CM: Carson's really more of the Narnia nerd than I am. I read the first couple books when I was kid – but was more of a fan of the Tolkien/Alexander worlds of fantasy. I was also an avowed Ray Bradbury buff. The Illustrated Man, The Martian Chronicles, etc. Roald Dahl was beloved of the whole household – The BFG, Fantastic Mr. Fox, and The Witches were real favorites. I also plowed through the Xanth novels of Piers Anthony as a kid – in many ways, that idea of a world within the real world and the implausibility of the whole enterprise was a direct influence for Wildwood. Parenting has had a huge influence on what we do, mainly because our son has one of the most unfettered imaginations of anyone I know. He's a constant inspiration.
CE: Yes, I was a big Narnia fan. I read through all seven books again and again. Reading-wise, they dominated my childhood. I also loved books about horses – Misty of Chincoteaugue, Black Beauty. Also, The Hobbit, the Madeline L'Engle Books, The Phantom Tollboth, Nancy Drew. Of them all, The Chronicles of Narnia were the biggest influence on the art for Wildwood. I pored over Pauline Baynes' illustrations and I can't imagine those books without them. If one kid feels the way about the illustrations in Wildwood that I did about those illustrations in the Narnia books, I'll be happy!
FLR: Carson, who are your favorite artists and how do they inspire you? Do you think children react differently than adults to art? How would you encourage others to produce creative works?

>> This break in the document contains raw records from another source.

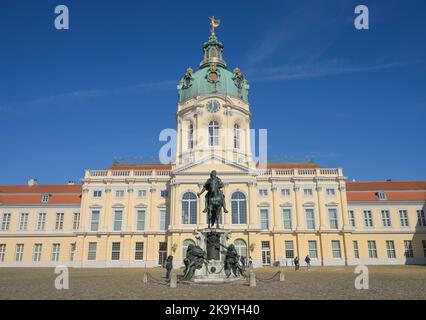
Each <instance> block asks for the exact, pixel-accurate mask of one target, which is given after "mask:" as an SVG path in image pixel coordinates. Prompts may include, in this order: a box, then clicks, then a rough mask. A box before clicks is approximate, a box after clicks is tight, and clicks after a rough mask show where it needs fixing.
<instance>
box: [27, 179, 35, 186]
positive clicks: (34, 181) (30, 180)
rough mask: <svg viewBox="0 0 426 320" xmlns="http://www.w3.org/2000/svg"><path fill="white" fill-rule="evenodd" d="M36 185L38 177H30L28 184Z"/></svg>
mask: <svg viewBox="0 0 426 320" xmlns="http://www.w3.org/2000/svg"><path fill="white" fill-rule="evenodd" d="M36 185H37V179H34V178H31V179H28V186H29V187H34V186H36Z"/></svg>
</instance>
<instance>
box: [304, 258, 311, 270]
mask: <svg viewBox="0 0 426 320" xmlns="http://www.w3.org/2000/svg"><path fill="white" fill-rule="evenodd" d="M305 262H306V268H307V269H308V270H309V269H310V268H311V258H310V257H309V254H308V255H306V258H305Z"/></svg>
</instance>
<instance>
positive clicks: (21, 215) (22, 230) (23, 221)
mask: <svg viewBox="0 0 426 320" xmlns="http://www.w3.org/2000/svg"><path fill="white" fill-rule="evenodd" d="M27 228H28V213H21V216H20V217H19V230H21V231H24V230H27Z"/></svg>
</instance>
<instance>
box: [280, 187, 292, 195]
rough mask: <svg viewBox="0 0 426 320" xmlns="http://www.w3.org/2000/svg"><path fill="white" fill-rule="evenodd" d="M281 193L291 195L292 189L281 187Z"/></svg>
mask: <svg viewBox="0 0 426 320" xmlns="http://www.w3.org/2000/svg"><path fill="white" fill-rule="evenodd" d="M281 195H282V196H284V197H289V196H290V189H287V188H285V189H281Z"/></svg>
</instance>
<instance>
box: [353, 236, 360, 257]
mask: <svg viewBox="0 0 426 320" xmlns="http://www.w3.org/2000/svg"><path fill="white" fill-rule="evenodd" d="M352 245H353V247H354V258H355V259H359V247H358V241H356V240H354V241H352Z"/></svg>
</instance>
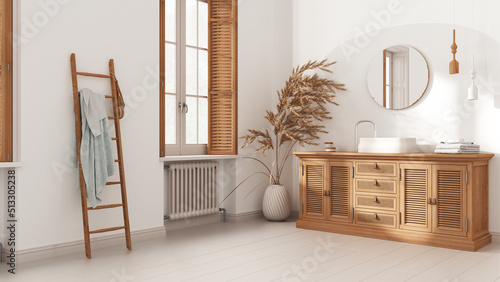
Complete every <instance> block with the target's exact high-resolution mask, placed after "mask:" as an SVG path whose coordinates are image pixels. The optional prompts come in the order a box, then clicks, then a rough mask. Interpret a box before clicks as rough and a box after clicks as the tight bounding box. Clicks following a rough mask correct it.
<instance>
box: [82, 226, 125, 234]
mask: <svg viewBox="0 0 500 282" xmlns="http://www.w3.org/2000/svg"><path fill="white" fill-rule="evenodd" d="M120 229H125V226H118V227H111V228H104V229H97V230H92V231H89V234H95V233H103V232H110V231H115V230H120Z"/></svg>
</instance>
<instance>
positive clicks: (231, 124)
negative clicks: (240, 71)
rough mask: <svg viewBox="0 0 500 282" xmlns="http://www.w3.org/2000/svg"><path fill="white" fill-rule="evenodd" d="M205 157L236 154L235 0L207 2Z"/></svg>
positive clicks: (235, 54)
mask: <svg viewBox="0 0 500 282" xmlns="http://www.w3.org/2000/svg"><path fill="white" fill-rule="evenodd" d="M208 9H209V10H208V13H209V23H208V32H209V33H208V34H209V36H208V37H209V42H208V154H211V155H235V154H237V153H238V149H237V146H238V142H237V140H238V136H237V134H238V112H237V111H238V106H237V100H238V99H237V98H238V97H237V93H238V92H237V77H238V65H237V55H238V52H237V42H238V40H237V0H209V1H208Z"/></svg>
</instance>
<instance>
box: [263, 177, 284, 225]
mask: <svg viewBox="0 0 500 282" xmlns="http://www.w3.org/2000/svg"><path fill="white" fill-rule="evenodd" d="M290 209H291V203H290V195H289V194H288V191H287V190H286V188H285V186H283V185H271V186H269V187H267V189H266V192H265V193H264V199H263V200H262V211H263V212H264V217H265V218H267V219H268V220H270V221H283V220H285V219H287V218H288V216H289V215H290Z"/></svg>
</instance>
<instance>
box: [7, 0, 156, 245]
mask: <svg viewBox="0 0 500 282" xmlns="http://www.w3.org/2000/svg"><path fill="white" fill-rule="evenodd" d="M44 3H49V4H47V5H46V6H41V4H44ZM19 6H20V7H19V8H20V12H19V13H20V14H19V16H20V22H21V27H22V29H21V31H22V36H23V40H22V41H21V45H20V56H21V64H20V80H21V91H20V93H19V94H20V99H21V100H20V104H21V106H20V119H21V129H20V130H21V133H20V136H21V144H20V150H21V159H20V161H21V162H22V164H23V166H22V168H20V169H18V178H19V180H20V183H22V184H21V185H19V186H18V214H17V215H18V218H19V229H18V237H17V240H18V249H21V250H24V249H29V248H34V247H39V246H45V245H51V244H57V243H64V242H69V241H75V240H82V238H83V232H82V216H81V204H80V193H79V186H78V185H77V170H76V169H74V168H72V167H71V164H72V158H73V157H74V151H73V148H74V147H73V146H74V142H75V133H74V114H73V100H72V99H73V98H72V87H71V76H70V61H69V59H70V54H71V53H72V52H75V53H76V55H77V66H78V68H79V69H80V70H82V71H91V72H101V73H107V72H108V60H109V59H110V58H114V59H115V66H116V73H117V77H118V79H119V81H120V86H121V89H122V91H123V94H124V96H125V97H126V98H125V100H126V103H127V108H126V112H127V116H126V117H125V118H124V119H122V120H121V128H122V143H123V151H124V163H125V175H126V182H127V191H128V200H129V213H130V223H131V229H132V231H135V230H143V229H148V228H155V227H160V226H163V200H162V199H163V169H162V168H163V166H162V163H160V162H159V161H158V134H159V131H158V117H159V115H158V85H157V81H156V79H157V77H158V75H157V74H156V73H157V71H158V50H159V49H158V32H159V30H158V26H159V25H158V16H157V14H158V1H157V0H147V1H119V0H107V1H99V0H87V1H68V0H65V1H63V0H59V1H57V2H56V1H22V2H20V4H19ZM94 81H95V80H94ZM94 81H91V80H85V79H82V80H81V81H80V85H79V86H80V88H81V87H85V86H87V87H91V88H93V89H97V90H98V91H109V82H108V81H106V82H94ZM2 185H3V183H2ZM3 188H4V187H3V186H2V189H3ZM113 190H114V191H113ZM118 191H119V188H107V190H106V191H105V192H103V197H104V198H105V199H106V202H117V201H119V199H120V198H119V193H118ZM120 224H121V214H120V211H119V210H117V211H109V212H108V211H102V212H99V216H92V217H91V228H100V227H103V226H118V225H120ZM108 234H109V233H108Z"/></svg>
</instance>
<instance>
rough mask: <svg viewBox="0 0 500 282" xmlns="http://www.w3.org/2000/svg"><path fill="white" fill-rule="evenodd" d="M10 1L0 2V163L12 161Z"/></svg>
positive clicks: (10, 21) (11, 101)
mask: <svg viewBox="0 0 500 282" xmlns="http://www.w3.org/2000/svg"><path fill="white" fill-rule="evenodd" d="M12 142H13V141H12V1H11V0H4V1H1V2H0V161H1V162H11V161H12Z"/></svg>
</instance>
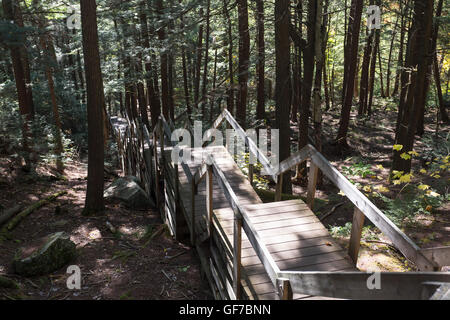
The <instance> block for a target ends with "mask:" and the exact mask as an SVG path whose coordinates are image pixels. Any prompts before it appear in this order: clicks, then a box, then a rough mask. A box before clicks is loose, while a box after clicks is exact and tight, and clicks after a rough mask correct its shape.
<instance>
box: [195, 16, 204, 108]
mask: <svg viewBox="0 0 450 320" xmlns="http://www.w3.org/2000/svg"><path fill="white" fill-rule="evenodd" d="M200 16H201V17H203V8H200ZM202 54H203V23H202V24H200V26H199V29H198V44H197V58H196V61H195V63H196V64H195V65H196V67H195V83H194V90H195V91H194V103H195V107H196V108H198V103H199V97H200V76H201V75H200V73H201V66H202Z"/></svg>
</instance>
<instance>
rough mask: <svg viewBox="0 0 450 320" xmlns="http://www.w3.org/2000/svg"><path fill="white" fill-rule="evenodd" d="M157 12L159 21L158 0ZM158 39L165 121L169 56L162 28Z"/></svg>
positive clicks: (166, 109) (159, 34) (164, 117)
mask: <svg viewBox="0 0 450 320" xmlns="http://www.w3.org/2000/svg"><path fill="white" fill-rule="evenodd" d="M156 5H157V11H158V15H159V17H160V19H162V15H163V10H164V7H163V1H162V0H158V1H157V4H156ZM158 39H159V41H160V42H161V45H162V46H163V48H162V51H161V54H160V59H161V100H162V109H163V110H162V112H163V115H164V118H165V119H166V120H169V117H170V101H169V68H168V63H169V56H168V53H167V51H168V50H167V48H165V41H164V40H166V32H165V30H164V27H161V28H159V29H158Z"/></svg>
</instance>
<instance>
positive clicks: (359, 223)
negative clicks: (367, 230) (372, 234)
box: [348, 208, 364, 266]
mask: <svg viewBox="0 0 450 320" xmlns="http://www.w3.org/2000/svg"><path fill="white" fill-rule="evenodd" d="M363 226H364V213H362V212H361V211H360V210H359V209H358V208H355V210H354V213H353V222H352V233H351V236H350V245H349V247H348V255H349V256H350V258H352V260H353V262H354V264H355V266H356V265H357V264H358V253H359V247H360V246H361V235H362V228H363Z"/></svg>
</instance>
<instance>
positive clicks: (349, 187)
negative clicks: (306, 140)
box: [308, 145, 437, 271]
mask: <svg viewBox="0 0 450 320" xmlns="http://www.w3.org/2000/svg"><path fill="white" fill-rule="evenodd" d="M308 147H309V149H310V156H311V161H312V162H314V164H315V165H317V166H318V167H319V168H320V170H321V171H322V173H323V174H324V175H326V176H327V177H328V179H330V181H331V182H333V183H334V185H335V186H336V187H338V188H339V189H340V190H342V192H344V193H345V195H346V196H347V198H348V199H349V200H350V201H351V202H353V204H354V205H355V206H356V207H358V209H359V210H361V211H362V212H363V213H364V214H365V215H366V217H367V218H368V219H369V220H370V221H371V222H372V223H373V224H374V225H375V226H376V227H377V228H378V229H380V230H381V232H383V233H384V234H385V235H386V236H387V237H389V239H390V240H391V241H392V243H393V244H394V245H395V246H396V247H397V248H398V249H399V250H400V251H401V252H402V253H403V254H404V255H405V257H406V258H407V259H409V260H411V261H413V262H414V263H415V264H416V265H417V266H418V267H419V269H420V270H423V271H433V270H434V269H435V268H436V267H437V265H436V263H434V262H433V261H430V260H428V259H427V258H426V257H425V256H424V255H423V254H422V253H421V252H420V248H419V247H418V246H417V245H416V244H415V243H414V242H413V241H412V240H411V239H410V238H409V237H408V236H407V235H406V234H404V233H403V232H402V231H401V230H400V229H399V228H398V227H397V226H396V225H395V224H394V223H393V222H392V221H391V220H389V218H388V217H386V215H385V214H384V213H383V212H381V210H380V209H378V208H377V207H376V206H375V205H374V204H373V203H372V202H371V201H370V200H369V199H367V197H366V196H365V195H363V194H362V193H361V191H359V190H358V189H357V188H356V187H355V186H354V185H353V184H352V183H351V182H350V181H348V180H347V179H346V178H345V177H344V176H343V175H342V174H341V173H340V172H339V171H338V170H337V169H336V168H335V167H334V166H332V165H331V164H330V163H329V162H328V161H327V159H325V157H324V156H323V155H322V154H321V153H320V152H318V151H317V150H316V148H314V147H313V146H312V145H308Z"/></svg>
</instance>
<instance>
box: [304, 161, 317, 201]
mask: <svg viewBox="0 0 450 320" xmlns="http://www.w3.org/2000/svg"><path fill="white" fill-rule="evenodd" d="M318 176H319V168H318V167H317V166H316V165H315V164H314V162H312V161H311V162H310V164H309V174H308V195H307V197H306V204H307V205H308V207H309V208H310V209H311V210H313V208H314V198H315V197H316V186H317V177H318Z"/></svg>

CE: I love Ben Shahn, Alice and Martin Provensen, Tomi Ungerer. I think everyone reacts to art in their own way, regardless of age. My son, who's five, loves to look at maps. Of all of Wildwood's 85 illustrations, the maps are the most interesting to him. I think some adults would feel the same way, while others would be drawn to illustrations featuring animals or illustrations in color. We all have basic preferences for what draws us in visually, including children. The nice thing about illustration is that it doesn't require sophisticated art knowledge to understand and enjoy it (or not enjoy it). It's there for everyone – kids and grandparents and librarians and art snobs alike. It puts art in front of everyone's eyes indiscriminately and I love that. As for encouraging creative work, I would say: delve deep into something that you love to do. Gardening, cooking, sewing, writing, drawing – find the thing that makes you happy and do it all the time. Get great at it.
FLR: Colin, how does writing a book differ from writing lyrics? The book contains a few songs; are there melodies for these lyrics?
CM: I think of book writing as more of a 9-to-5 sort of job – the time suck is incredible, compared to the relatively bizarre and disjunctive process of writing songs. It feels more like real work; writing songs often feels like a massive waste of time with a few moments of real epiphany sprinkled in. That said: I did not write melodies for the songs in the book. For one thing, it wasn't necessary. The reader will provide his or her own melody. And I must say it was nice to write a couple songs without any thought towards how well the lyrics would work in the structure of a melody and chord progression.
FLR: Was there any particular music you listened to while working?
CM: I have a hard time listening to music with words while I write, so it was a lot of instrumental and classical music. In between writing time, though, I was listening to tons of music: Joanna Newsom's record "Have One On Me" was on repeat, I recall, during the writing of the book. Also plenty of old folk music: Anne Briggs, Nic Jones, and June Tabor. It fit the mood nicely.
CE: I listen to music all day when I'm drawing. On heavy rotation over the past year has been: Michael Hurley, Kanye West, S.E. Rogie, the Staple Singers, The Grateful Dead, Laura Veirs, The Decemberists (duh) and Sibylle Baier.
FLR: Any talk of a Wildwood movie? Any planned projects you can share with us?
CM: We could tell you that, but then we'd have to sacrifice you on a plinth and feed you to the ivy.